In Italia, in quanto a competenze digitali siamo ancora un po’ indietro. Secondo il report sulle competenze digitali in Italia – Il futuro è oggi: sei pronto? – di University2Business, la conoscenza delle nuove tecnologie da parte degli studenti universitari italiani sta migliorando, ma rimane “ancora un gap da colmare”. Nel rapporto si legge che “in media, soltanto il 30%, conosce la definizione corretta di strumenti dell’innovazione digitale applicati al business come mobile advertising, cloud, fatturazione elettronica o big data (erano il 25% due anni fa), mentre ben il 60% non ha mai sentito nominare alcune delle principali aree dell’innovazione digitale, come blockchain, Internet of Things o Industria 4.0. Passando dalla teoria alla pratica il divario diventa più evidente: solo un universitario su cinque (il 21,5%, contro il 18,6% del 2015) mediamente ha un’esperienza concreta nella gestione di progetti digitali. Un buon 38% ha già venduto online, il 26,9% gestisce una pagina Facebook, appena l’11,4% ha un canale YouTube e il 9,8% un proprio sito o blog. È in deciso miglioramento, sostiene la ricerca, la competenza nello sviluppo software (coding), la cui importanza è compresa ormai da 4 studenti su 10 con un’incidenza trasversale tra le facoltà: il 16% sa già sviluppare (contro il 10% di due anni fa) e il 29% sta imparando (il 20% nel 2015)”.
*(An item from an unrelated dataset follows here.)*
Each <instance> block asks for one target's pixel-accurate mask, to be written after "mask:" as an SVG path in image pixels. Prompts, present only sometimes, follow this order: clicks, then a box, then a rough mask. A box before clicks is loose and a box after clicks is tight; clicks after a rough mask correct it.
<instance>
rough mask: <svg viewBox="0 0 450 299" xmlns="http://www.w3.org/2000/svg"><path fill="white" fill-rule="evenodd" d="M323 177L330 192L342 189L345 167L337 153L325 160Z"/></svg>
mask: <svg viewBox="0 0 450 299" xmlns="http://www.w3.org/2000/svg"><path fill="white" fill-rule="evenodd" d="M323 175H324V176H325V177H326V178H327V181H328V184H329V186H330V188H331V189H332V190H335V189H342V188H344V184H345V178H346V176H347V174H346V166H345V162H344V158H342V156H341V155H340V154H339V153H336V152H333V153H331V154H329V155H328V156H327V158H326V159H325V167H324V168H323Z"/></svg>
Non è dunque un caso se per oltre la metà delle imprese considerate dall’indagine (il 51%) è difficile trovare personale preparato in ambito digitale (molto difficile per il 24,7%). D’altronde quando si tratta di assumere un neolaureato, per un’azienda su due (per il 53,4%) le competenze digitali sono molto importanti o addirittura fondamentali (per il 19%).